NOT TOO LONG AGO, I posted something on Facebook I feel needs some clarification. In a small fit of frustration with the state of religious affairs in our country, I said I was an atheist that follows Jesus.
While I still believe that to be true, I’m afraid I wasn’t clear. What I meant to say was I am, as writer Frank Schaeffer has said about himself, an atheist who still believes in God. First of all, let me begin by saying my problem with Christianity has to do with a very specific evangelical, fundamentalist view of what it means to be a Christian and even more specifically, what we are talking about when we are talking about God.
Over the last fifteen years or so, I have been exploring not only the language we use to talk about God but what this language means when we look at the Christian life as a whole. The evangelical tradition my family came to when I was thirteen has affected my worldview, my marriage, my relationship with my children, and my self-worth in ways too many to count.
I have had friends suggest I chuck the whole “religion thing” and just love my neighbor since that is the core message of the namesake of my faith. But I cannot do that. Religion, for me and for so many, is a language I use to try to make sense of that which is more than me. I know there is something beyond me, and what that is, continues to reside in mystery.

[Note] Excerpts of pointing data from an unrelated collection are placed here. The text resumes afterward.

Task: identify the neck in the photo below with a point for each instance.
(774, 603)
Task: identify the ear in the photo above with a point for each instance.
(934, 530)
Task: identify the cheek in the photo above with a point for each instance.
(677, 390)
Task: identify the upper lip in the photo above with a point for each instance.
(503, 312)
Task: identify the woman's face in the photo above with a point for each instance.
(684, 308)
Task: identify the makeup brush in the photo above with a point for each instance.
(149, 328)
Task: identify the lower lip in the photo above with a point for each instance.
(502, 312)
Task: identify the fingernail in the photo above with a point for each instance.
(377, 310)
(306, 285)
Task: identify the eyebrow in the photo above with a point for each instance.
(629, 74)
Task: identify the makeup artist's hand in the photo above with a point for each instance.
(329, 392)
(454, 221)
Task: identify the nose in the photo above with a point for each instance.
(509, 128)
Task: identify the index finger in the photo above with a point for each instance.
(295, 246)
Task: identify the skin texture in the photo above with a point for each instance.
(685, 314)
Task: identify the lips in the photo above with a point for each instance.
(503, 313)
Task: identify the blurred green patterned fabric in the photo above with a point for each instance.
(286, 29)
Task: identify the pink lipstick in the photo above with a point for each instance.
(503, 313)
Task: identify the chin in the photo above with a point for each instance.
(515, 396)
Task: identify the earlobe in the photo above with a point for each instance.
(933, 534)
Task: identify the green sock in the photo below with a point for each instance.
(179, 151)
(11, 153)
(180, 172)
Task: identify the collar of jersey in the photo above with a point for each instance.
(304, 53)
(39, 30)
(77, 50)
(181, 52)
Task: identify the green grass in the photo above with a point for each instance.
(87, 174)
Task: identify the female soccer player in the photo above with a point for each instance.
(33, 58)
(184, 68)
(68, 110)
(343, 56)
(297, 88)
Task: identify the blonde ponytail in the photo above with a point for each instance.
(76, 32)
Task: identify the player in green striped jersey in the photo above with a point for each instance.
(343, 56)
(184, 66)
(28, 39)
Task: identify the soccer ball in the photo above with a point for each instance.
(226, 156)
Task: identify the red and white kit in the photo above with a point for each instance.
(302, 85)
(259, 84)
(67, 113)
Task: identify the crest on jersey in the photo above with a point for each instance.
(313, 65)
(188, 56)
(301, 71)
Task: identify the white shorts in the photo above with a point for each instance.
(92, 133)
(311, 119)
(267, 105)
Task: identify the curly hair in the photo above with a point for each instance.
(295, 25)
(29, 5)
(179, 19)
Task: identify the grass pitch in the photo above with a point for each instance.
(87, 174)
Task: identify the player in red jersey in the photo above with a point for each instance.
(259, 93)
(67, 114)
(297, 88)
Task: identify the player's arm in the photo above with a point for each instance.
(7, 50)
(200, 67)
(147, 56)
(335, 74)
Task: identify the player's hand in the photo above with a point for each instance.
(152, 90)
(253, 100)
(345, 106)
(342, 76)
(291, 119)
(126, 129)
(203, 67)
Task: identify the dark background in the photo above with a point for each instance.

What I do know is that the “Mysterious More,” as the late writer, teacher, lecturer and theologian Dr. Marcus Borg puts it, is not what American Christianity has made it out to be, namely, “God.” I put God in quotes because I want to emphasize the problematic way in which many Christians in the United States refer to that mysterious more that cannot be named.
Western Christianity–specifically American Evangelicalism– often sees God as a Being, a being with a capital “B” who is “out there” somewhere, intervening (or not) in ways that never seem to make much sense and must be understood as mysterious. There is a mystery about God, yes, but only when an answer to some of the “big questions” cannot be given. In those cases, “it is not ours to question why.” (Ever heard that one from a church leader?)
For much of American Christianity, God and the Bible function as idols in the exact same way in which the Jews of the Old Testament gave in to foreign idols and were blinded by their false worship of them. When we talk about God in this way, as a Being, we are talking about God as a bigger version of ourselves—if we are finite, God is infinite; if we are mortal, God is immortal; if we are limited in our knowledge, God’s knowledge is infinite.
Swiss theologian, Karl Barth, said when we talk about God in this way, we are talking about ourselves with a megaphone. Thinking about God in this manner is a way of legitimizing our worldview and our system of beliefs. If we have the correct system and follow the rules of that system well enough, God will be happy with us and will let us into the place out there where “He” dwells after we die.
This God justifies our wars, our discriminations, our treatment of the Planet, and our way of life. When God is seen as a being (or, as Peter Rollins has said, a Super Being) God is a projection. We project a bigger version of our understanding and measure our worth and worthiness against that projection. I have come to understand God in my life not as a projection but as a projectile—a force that is constantly, and not always gently, smashing ideas of who is right and wrong, what is good and bad, what is just and unjust.
For me, as a follower of Christ, I see in Jesus what a life filled with God looks like. I see a man who was called the Messiah, but who, at the time, was one of many, many men who was called by that name (that’s a simple fact of history).
The difference between Jesus and the many other so-called messiahs was in how he ruptured the system in ways that didn’t make sense. He loved the poor, healed the sick, and counted the lowliest of the low as the most important among all who lived. How could one be a “king” and act in this way?
When I reached the crossroads of my faith, I knew I could no longer continue to see God through the lenses of my former evangelical spectacles. At the same time, I could not give up my quest to know God more fully and to try to live according to the ways of Jesus.
My desire is to help as many people as I can who are searching for a different understanding of God than the one that no longer makes sense to them. That is my quest for myself, and I hope you will join me along the way.
I implore you to not give up. You may feel broken and beaten, but you are valuable and useful. I am also worth it, and so are you. Continue to follow the ways of love and heed the tugging at your heartstrings by the one who is as close to you as the air you breathe.
Love is the only answer. Thus has it always been, and thus shall it ever be.